The Power of Openness in Self‑Driving Tech

Recently, I had my first Waymo ride. A friend suggested I try it while I’m on a short vacation in the Phoenix, AZ area. I saw dozens of Waymo vehicles whizzing by. Initially, I felt some trepidation, but after visiting their website and getting some encouragement from a close friend, I decided to give this new mode of transport a try. I stepped to the curb near my accommodation and opened the Waymo app on my phone. About eight minutes later, a sleek white Jaguar pulled up alongside me. I allowed the app to connect to the car via Bluetooth, and soon enough, the door handle popped up. I opened the car door and took my seat in the rear. The car’s programming provided instructions on securely fastening my seatbelt. After pressing the “Start Ride” button on the rear console, we set off on our twelve-mile journey to the Franciscan retreat center in Scottsdale. I took another Waymo on the way back to my accommodations.
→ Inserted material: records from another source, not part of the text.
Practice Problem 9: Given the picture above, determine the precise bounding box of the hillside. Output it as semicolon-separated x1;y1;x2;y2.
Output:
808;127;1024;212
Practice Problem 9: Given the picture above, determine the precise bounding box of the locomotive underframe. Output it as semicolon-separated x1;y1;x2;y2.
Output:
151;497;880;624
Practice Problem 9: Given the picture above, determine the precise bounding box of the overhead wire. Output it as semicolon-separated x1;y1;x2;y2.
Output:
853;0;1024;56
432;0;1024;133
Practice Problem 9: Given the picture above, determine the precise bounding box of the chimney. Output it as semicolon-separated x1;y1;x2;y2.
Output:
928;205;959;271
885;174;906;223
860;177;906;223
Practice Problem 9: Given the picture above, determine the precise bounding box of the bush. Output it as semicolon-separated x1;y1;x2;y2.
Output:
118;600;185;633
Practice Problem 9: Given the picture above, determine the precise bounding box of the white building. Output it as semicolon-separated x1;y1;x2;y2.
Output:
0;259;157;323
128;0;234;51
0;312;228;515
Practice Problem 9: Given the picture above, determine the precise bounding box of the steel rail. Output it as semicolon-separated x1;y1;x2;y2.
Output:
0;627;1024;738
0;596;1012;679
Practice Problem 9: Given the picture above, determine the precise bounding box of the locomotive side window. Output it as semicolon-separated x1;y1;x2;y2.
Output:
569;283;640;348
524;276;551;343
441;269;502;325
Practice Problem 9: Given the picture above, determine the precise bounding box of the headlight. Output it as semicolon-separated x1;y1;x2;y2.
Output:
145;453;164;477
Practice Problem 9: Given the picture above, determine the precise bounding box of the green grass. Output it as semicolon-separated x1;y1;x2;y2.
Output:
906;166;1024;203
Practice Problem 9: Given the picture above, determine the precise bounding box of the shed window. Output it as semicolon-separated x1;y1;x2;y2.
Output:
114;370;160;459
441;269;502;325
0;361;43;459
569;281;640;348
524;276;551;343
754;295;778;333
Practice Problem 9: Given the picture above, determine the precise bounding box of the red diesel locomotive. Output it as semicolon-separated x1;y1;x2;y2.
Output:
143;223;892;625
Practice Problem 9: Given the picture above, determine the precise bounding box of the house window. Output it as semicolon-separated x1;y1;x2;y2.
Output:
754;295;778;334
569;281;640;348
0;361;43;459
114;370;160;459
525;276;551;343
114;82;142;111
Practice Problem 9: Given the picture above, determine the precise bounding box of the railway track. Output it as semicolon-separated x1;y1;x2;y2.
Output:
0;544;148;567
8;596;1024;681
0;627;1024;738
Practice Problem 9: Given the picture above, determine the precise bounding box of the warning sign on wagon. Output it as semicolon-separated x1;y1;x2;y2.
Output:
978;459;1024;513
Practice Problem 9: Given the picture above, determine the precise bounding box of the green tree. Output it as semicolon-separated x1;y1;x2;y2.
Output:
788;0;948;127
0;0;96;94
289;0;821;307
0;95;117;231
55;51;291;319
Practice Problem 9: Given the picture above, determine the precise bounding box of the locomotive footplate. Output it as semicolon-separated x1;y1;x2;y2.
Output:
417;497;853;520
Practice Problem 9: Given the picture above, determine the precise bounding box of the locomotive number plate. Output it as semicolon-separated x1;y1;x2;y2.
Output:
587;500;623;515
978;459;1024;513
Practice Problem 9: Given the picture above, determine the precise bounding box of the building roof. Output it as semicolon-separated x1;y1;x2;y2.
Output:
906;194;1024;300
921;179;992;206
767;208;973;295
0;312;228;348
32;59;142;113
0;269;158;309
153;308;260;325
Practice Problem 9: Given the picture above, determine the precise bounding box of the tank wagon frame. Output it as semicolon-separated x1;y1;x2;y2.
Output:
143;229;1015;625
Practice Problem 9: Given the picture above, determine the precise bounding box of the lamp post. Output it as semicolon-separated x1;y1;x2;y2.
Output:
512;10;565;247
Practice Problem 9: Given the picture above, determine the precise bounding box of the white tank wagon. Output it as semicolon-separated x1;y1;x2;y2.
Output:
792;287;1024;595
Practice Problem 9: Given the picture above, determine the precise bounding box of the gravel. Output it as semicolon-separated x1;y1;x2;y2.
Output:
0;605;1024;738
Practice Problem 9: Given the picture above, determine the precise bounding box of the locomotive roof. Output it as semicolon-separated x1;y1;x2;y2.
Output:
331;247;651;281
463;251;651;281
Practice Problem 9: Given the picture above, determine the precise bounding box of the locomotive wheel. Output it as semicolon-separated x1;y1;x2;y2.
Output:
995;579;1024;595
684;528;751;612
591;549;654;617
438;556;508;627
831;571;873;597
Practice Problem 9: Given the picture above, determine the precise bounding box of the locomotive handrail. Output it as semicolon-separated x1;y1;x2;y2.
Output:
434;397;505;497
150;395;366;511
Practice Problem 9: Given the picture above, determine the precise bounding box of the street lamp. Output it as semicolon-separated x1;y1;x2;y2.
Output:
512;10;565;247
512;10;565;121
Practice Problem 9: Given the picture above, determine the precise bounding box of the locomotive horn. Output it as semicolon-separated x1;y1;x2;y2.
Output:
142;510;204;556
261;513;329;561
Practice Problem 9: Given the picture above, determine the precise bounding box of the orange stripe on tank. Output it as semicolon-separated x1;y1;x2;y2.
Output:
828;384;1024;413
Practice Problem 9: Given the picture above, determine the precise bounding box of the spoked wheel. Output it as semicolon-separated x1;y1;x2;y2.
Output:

Waymo is a commercial enterprise, and while it is not open source, its foundations were shaped by an open research culture. Waymo’s roots date back to DARPA and the early part of this century, with Google’s self-driving car project, which began in 2009. Waymo contributes to the field of machine learning with its open dataset. The Waymo Open Dataset enhances open-source ecosystems and open knowledge by offering one of the world’s largest and highest-quality autonomous driving datasets. It allows researchers, developers, and educators to build, benchmark, and innovate without being hindered by proprietary restrictions. This dataset promotes advancements in perception, motion prediction, and end-to-end driving research, and its permissive licensing fosters widespread reuse in both academic and industrial settings. Collecting autonomous vehicle data is expensive. Open datasets democratize access. The Waymo Open Data Set is licensed under Apache-2.0.

My first Waymo ride left me with more than just a convenient trip across Phoenix—it offered a glimpse into how decades of research, experimentation, and open collaboration have shaped today’s autonomous‑driving landscape. Sitting in that quiet Jaguar, watching it navigate traffic with calm precision, I felt connected to a lineage that stretches from DARPA’s early robotics challenges to Google’s pioneering self‑driving project and now to Waymo’s commercial service. What impressed me most was realizing how much of this progress has been fueled not only by private innovation but also by the open exchange of knowledge. Waymo’s decision to release its high‑quality dataset under a permissive license continues that tradition, empowering researchers and developers everywhere to push the field forward. As I stepped out of the vehicle at the end of my ride, I felt a renewed appreciation for how far autonomous technology has come—and how openness, collaboration, and shared curiosity continue to drive it into the future.